The perimeters of a circle, a square and an equilateral triangle are same and their areas are C,S and T respectively. Which of the following statement is true ?

To solve the problem, we need to analyze the areas of a circle, a square, and an equilateral triangle given that their perimeters are the same.
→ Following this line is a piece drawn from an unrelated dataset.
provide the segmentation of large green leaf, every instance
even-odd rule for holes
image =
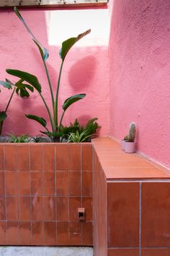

Let's denote the following: - Let \( R \) be the radius of the circle. - Let \( a \) be the side length of the square. - Let \( b \) be the side length of the equilateral triangle. ### Step 1: Set up the perimeter equations The perimeters of the three shapes are given by: - Circle: \( P_{circle} = 2\pi R \) - Square: \( P_{square} = 4a \) - Equilateral Triangle: \( P_{triangle} = 3b \) Since the perimeters are equal, we can set up the following equations: \[ 2\pi R = 4a = 3b \] ### Step 2: Express \( a \) and \( b \) in terms of \( R \) From the perimeter equations, we can express \( a \) and \( b \) in terms of \( R \): 1. From \( 2\pi R = 4a \): \[ a = \frac{2\pi R}{4} = \frac{\pi R}{2} \] 2. From \( 2\pi R = 3b \): \[ b = \frac{2\pi R}{3} \] ### Step 3: Calculate the areas of the shapes Now we can calculate the areas of each shape: 1. Area of the circle: \[ A_{circle} = \pi R^2 \] 2. Area of the square: \[ A_{square} = a^2 = \left(\frac{\pi R}{2}\right)^2 = \frac{\pi^2 R^2}{4} \] 3. Area of the equilateral triangle: The area of an equilateral triangle is given by: \[ A_{triangle} = \frac{\sqrt{3}}{4} b^2 = \frac{\sqrt{3}}{4} \left(\frac{2\pi R}{3}\right)^2 = \frac{\sqrt{3}}{4} \cdot \frac{4\pi^2 R^2}{9} = \frac{\sqrt{3}\pi^2 R^2}{9} \] ### Step 4: Compare the areas Now we have the areas: - \( A_{circle} = \pi R^2 \) - \( A_{square} = \frac{\pi^2 R^2}{4} \) - \( A_{triangle} = \frac{\sqrt{3}\pi^2 R^2}{9} \) To compare these areas, we can look at their ratios: 1. \( A_{circle} : A_{square} : A_{triangle} \) \[ = \pi R^2 : \frac{\pi^2 R^2}{4} : \frac{\sqrt{3}\pi^2 R^2}{9} \] Dividing each term by \( R^2 \): \[ = \pi : \frac{\pi^2}{4} : \frac{\sqrt{3}\pi^2}{9} \] ### Step 5: Simplify the ratios To simplify, we can multiply through by \( 36 \) (the least common multiple of the denominators): \[ = 36\pi : 9\pi^2 : 4\sqrt{3}\pi^2 \] This gives us: \[ = 36 : 9\pi : 4\sqrt{3}\pi \] ### Conclusion From the above ratios, we can determine the order of the areas: - The area of the circle is the largest, followed by the area of the square, and then the area of the equilateral triangle. Thus, the correct statement is: **The area of the circle is greater than the area of the square, and the area of the square is greater than the area of the equilateral triangle.**